150 years ago today, Alaska was formally transferred from Russia to the United States. The purchase of the $7.2 million was widely derided until gold was discovered 30 years later. Alaska became even more valuable during World War II as a military outpost. One hundred years after its purchase, North America’s largest oil field was discovered in Prudhoe Bay. Today, Alaska is celebrated not only for its rich natural resources, but also its rugged beauty and unique culture.
Charles Bull painted many striking scenes of the Pacific Northwest, including Alaska. Despite his grand depictions of animals in nature, Bull got most of his inspiration from sketching animals at the Bronx Zoo.
The gold rush in Alaska and the Yukon territory brought many people to the area seeking their fortunes. It also piqued the interest of Americans in the the lower 48. When Charles Bull painted this cover, Alaksa was not yet even a territory; that wouldn’t happen until 1912. But Americans were likely fascinated by the region’s large animals, chilly climate, and Inuit and Yupik culture.
Artist Frank Schoonover was part of of the Brandywine School, and studied under Howard Pyle. He painted more than 2,000 illustrations in his lifetime. This included eight covers for the Saturday Evening Post’s sister publication, Country Gentleman. Several of his covers depicted vividly colored scenes of Native Americans going about their daily lives. This cover was the first one that Schoonover painted for Country Gentleman.
Even back in 1939, cruise ships were invading the isolated and pristine shores of Alaska. Artist Charles Hargens painted ten covers for the Post and Country Gentleman, a fraction of the more than 3,000 magazine covers he illustration. Hargens was known as a stickler for accuracy in his paintings.
This cover by John Clymer illustrates the strategic importance of Alaska during World War II. Clymer painted this picture before he joined the Marines. He recalled, “I was thirty-six years old at the time, and going through boot camp with a bunch of kids nearly killed me. ¹” This was his first Post cover, but he would go on to paint 79 more.

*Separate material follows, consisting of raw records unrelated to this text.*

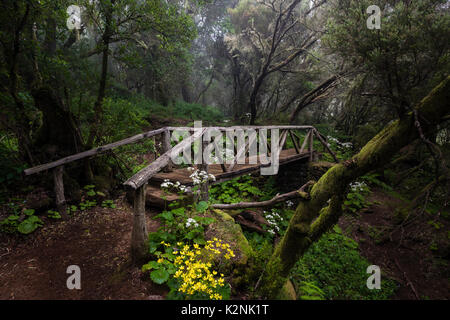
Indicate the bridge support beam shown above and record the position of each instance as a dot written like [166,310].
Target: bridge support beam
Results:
[139,235]
[58,181]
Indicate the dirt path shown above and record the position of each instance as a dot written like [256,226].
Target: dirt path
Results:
[403,252]
[96,240]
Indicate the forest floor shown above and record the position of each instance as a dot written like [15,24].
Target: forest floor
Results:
[97,240]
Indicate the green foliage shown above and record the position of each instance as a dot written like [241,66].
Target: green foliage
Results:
[29,225]
[108,204]
[334,266]
[10,224]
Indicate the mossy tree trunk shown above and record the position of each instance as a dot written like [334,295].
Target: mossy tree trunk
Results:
[317,215]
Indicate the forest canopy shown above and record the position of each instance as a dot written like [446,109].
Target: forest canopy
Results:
[366,80]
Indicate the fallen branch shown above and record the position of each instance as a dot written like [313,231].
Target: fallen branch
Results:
[278,198]
[408,282]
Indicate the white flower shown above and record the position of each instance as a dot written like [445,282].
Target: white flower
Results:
[190,222]
[289,203]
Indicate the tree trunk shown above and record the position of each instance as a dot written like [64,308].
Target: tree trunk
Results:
[314,217]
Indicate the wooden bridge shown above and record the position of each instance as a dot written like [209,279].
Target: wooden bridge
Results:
[163,168]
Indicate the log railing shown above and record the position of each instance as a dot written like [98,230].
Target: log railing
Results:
[138,182]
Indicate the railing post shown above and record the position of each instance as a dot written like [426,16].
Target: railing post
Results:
[204,188]
[166,147]
[139,236]
[59,191]
[311,145]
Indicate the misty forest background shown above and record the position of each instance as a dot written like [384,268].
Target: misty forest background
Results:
[133,66]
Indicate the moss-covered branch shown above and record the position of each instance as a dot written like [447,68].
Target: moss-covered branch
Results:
[312,218]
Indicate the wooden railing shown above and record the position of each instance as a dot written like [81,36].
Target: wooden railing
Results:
[138,182]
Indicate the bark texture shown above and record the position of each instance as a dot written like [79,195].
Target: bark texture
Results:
[314,217]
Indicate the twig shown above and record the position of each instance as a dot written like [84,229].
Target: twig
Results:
[408,282]
[278,198]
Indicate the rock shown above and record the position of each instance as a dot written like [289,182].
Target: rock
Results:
[226,229]
[287,292]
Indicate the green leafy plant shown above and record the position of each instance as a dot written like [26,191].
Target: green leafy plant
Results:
[235,190]
[24,222]
[108,204]
[356,198]
[29,225]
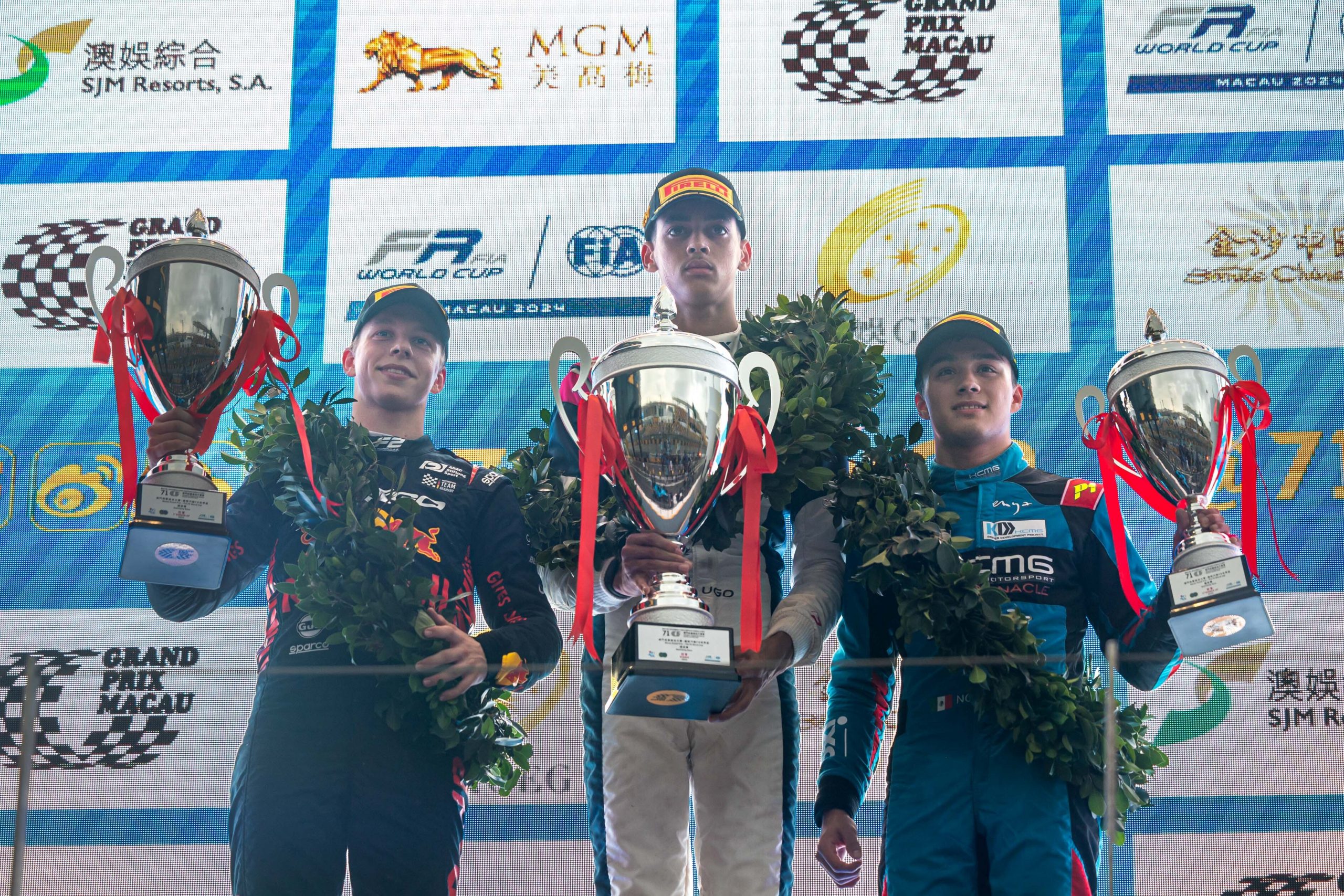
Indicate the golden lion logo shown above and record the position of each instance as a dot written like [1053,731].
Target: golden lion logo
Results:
[398,54]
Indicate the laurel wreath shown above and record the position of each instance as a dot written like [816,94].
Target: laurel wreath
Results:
[896,522]
[356,577]
[830,385]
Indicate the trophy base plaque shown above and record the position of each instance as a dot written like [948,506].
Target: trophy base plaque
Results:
[174,554]
[1215,606]
[673,672]
[178,536]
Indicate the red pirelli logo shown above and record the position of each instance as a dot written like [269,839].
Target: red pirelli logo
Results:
[695,184]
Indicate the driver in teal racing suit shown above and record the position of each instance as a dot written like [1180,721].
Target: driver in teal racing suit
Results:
[965,813]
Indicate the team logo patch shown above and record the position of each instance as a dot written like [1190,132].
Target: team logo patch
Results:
[1012,530]
[1081,493]
[948,702]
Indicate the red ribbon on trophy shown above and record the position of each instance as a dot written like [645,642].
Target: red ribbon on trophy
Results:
[600,449]
[125,315]
[1245,398]
[749,455]
[1112,446]
[258,354]
[1242,399]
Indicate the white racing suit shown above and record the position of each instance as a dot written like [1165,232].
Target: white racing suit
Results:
[640,774]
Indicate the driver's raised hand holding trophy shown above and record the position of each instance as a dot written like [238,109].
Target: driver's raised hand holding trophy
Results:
[1168,434]
[667,419]
[193,325]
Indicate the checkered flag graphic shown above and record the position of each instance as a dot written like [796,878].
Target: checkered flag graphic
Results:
[44,281]
[828,54]
[125,745]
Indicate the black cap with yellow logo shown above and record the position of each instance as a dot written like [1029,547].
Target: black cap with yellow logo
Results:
[694,182]
[963,325]
[404,294]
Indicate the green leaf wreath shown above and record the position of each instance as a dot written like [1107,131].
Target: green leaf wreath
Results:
[896,522]
[356,578]
[830,383]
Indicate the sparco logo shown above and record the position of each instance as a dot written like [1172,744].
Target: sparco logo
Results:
[941,39]
[42,279]
[85,719]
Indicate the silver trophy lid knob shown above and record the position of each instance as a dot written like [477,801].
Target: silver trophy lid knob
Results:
[197,225]
[1153,327]
[664,311]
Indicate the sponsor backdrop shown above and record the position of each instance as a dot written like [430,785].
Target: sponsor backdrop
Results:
[1058,166]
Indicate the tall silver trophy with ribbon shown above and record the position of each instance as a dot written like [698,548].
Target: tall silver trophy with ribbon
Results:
[181,333]
[1172,409]
[671,400]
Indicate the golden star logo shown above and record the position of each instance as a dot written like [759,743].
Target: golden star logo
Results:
[893,245]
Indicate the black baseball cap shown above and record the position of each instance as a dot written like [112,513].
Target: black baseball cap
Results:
[963,325]
[694,182]
[402,296]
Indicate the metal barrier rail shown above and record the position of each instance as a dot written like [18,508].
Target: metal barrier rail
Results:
[1115,660]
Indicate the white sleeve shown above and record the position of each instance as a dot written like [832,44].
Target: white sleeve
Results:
[812,608]
[560,586]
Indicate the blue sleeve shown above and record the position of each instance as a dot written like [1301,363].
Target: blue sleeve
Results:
[858,700]
[1139,629]
[253,520]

One overheated July day when artist John Clymer was motoring in Alaska he paused at this spot at Portage Glacier. People came and boated around beside the small bergs. Next day, when John returned to sketch, a change of wind had blown Mother Nature’s chopped ice over against the glacier, and the sketching spot was as hot as Tophet. The artist says no, he did not go over and take a ride on the glacier.
Alaska, along with Hawaii, were the “new” states in 1960. Cover artist Constantin Alajalov shows the citizens of each state waiting in line to vote in the 1960 presidential election (Nixon v. Kennedy—Kennedy won). Alajalov earned his voting rights the hard way. He was born in Rostov, Russia, and arrived in New York in 1923.